Susana Martinez-Conde received a BS in Experimental Psychology from Universidad Complutense de Madrid and a PhD in Medicine and Surgery from the Universidade de Santiago de Compostela in Spain. She was a postdoctoral fellow with the Nobel Laureate Prof. David Hubel and then an Instructor in Neurobiology at Harvard Medical School. Dr. Martinez-Conde led her first laboratory at University College London, and is currently the Director of the Laboratory of Visual Neuroscience at the Barrow Neurological Institute in
Phoenix. Dr. Martinez-Conde has published her academic contributions in Nature, Nature Neuroscience, Neuron, Nature Reviews Neuroscience, and the Proceedings of the National Academy of Science, and written dozens of popular science articles for Scientific American publications. She has a regular column in Scientific American: MIND, the world’s premier lay magazine of mind and brain, on the neuroscience of illusions. Dr. Martinez-Conde has collaborated in research and outreach projects with many world-renowned magicians and is a member of the prestigious Magic Castle in Hollywood and the Magic Circle in London.

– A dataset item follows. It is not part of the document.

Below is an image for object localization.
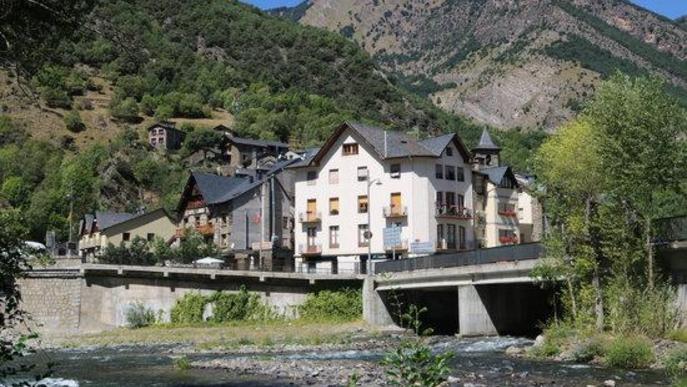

She is the Executive Producer of the annual Best Illusion of the Year Contest (http://illusionoftheyear.com), and has worked with numerous international science museums, foundations and nonprofit organizations to promote neuroscience education. Her international bestselling book Sleights of Mind: What the Neuroscience of Magic Reveals About Our Everyday Deceptions has been published in 19 languages, distributed worldwide, and listed as one of the 36 Best Books of 2011 by The Evening Standard, London. Dr. Martinez-Conde has been featured in print in the New York Times, The Wall Street Journal, Wired, The LA Chronicle, Quo, El Pais, The Times (London), The Chicago Tribune, The Boston Globe, Der Spiegel, among hundreds of media stories all around the globe. She is among the premier science communicators in the United States and has appeared in dozens of television and radio appearances around the world, including Discovery Channel’s Head Games and Daily Planet shows, NOVA:scienceNow, CBS Sunday Morning NPR’s Science Friday, and PRI’s The World.